Healthy and helpful socialization isn't something a child catches, like the flu. It's a process whereby someone intentionally teaches a child social rules, etiquette, morals, values, and more. This is done effectively at home, because home life is all day, every day, weekends and summers, too.
Very often, within the family, some children pick up socialization skills more easily than others. When it comes to saying "Please" most of your children may say "Please" before asking, most of the time. Yet a particular child may not realize that "please" is hardly ever a part of her conversation. Over and over she might keep saying, "Can I have a cookie?" These children, especially, are less likely to gain positive socialization skills from a classroom. A grownup needs to hold back the cookie and say to this child, in a kind tone, "Please?" Positive socialization will (eventually) stay with her for her whole life.
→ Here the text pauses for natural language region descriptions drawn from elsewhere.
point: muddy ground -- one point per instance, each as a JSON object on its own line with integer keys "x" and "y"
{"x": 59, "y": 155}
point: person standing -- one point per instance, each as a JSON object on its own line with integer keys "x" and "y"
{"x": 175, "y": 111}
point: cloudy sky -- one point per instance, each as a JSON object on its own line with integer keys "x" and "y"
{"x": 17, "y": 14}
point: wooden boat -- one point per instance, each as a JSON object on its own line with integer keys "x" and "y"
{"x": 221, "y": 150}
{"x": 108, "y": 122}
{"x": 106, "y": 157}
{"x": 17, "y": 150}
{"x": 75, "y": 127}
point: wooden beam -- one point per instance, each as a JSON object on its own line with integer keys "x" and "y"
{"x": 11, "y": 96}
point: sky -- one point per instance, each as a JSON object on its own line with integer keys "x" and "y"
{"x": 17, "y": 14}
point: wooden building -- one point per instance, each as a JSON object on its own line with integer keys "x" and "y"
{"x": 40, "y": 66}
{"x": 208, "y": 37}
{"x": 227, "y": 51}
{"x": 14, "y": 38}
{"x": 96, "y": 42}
Is it possible to gain positive socialization from the classroom? Yes. Some positive classroom socialization that many homeschool families also include are: Raising your hand before asking a question. Taking turns in a conversation. Listening to others. Noticing when everyone else is putting things away, or getting ready to go out. Entering, in a positive way, a group of children who are already playing. At home, that translates this way: If brother and sister are already playing a game, does another sister crash into their game, or loudly demand, "Hey, let me play!!" We help our younger, or our less socially adept children look for social cues. We tell them: "See – they're already too far along in their game. Wait and watch. When they're done with the game they started, then ask if you can join them."
Brothers and sisters, other children and other social settings can be, and often are, part of the process. But they may also teach negative social skills. That's why grownups need to be the "overall" socialization teachers. The best social skills are nuanced and take years to learn. Parents who've already learned these skills and know their importance, and who can reinforce them day in and day out, are the best teachers.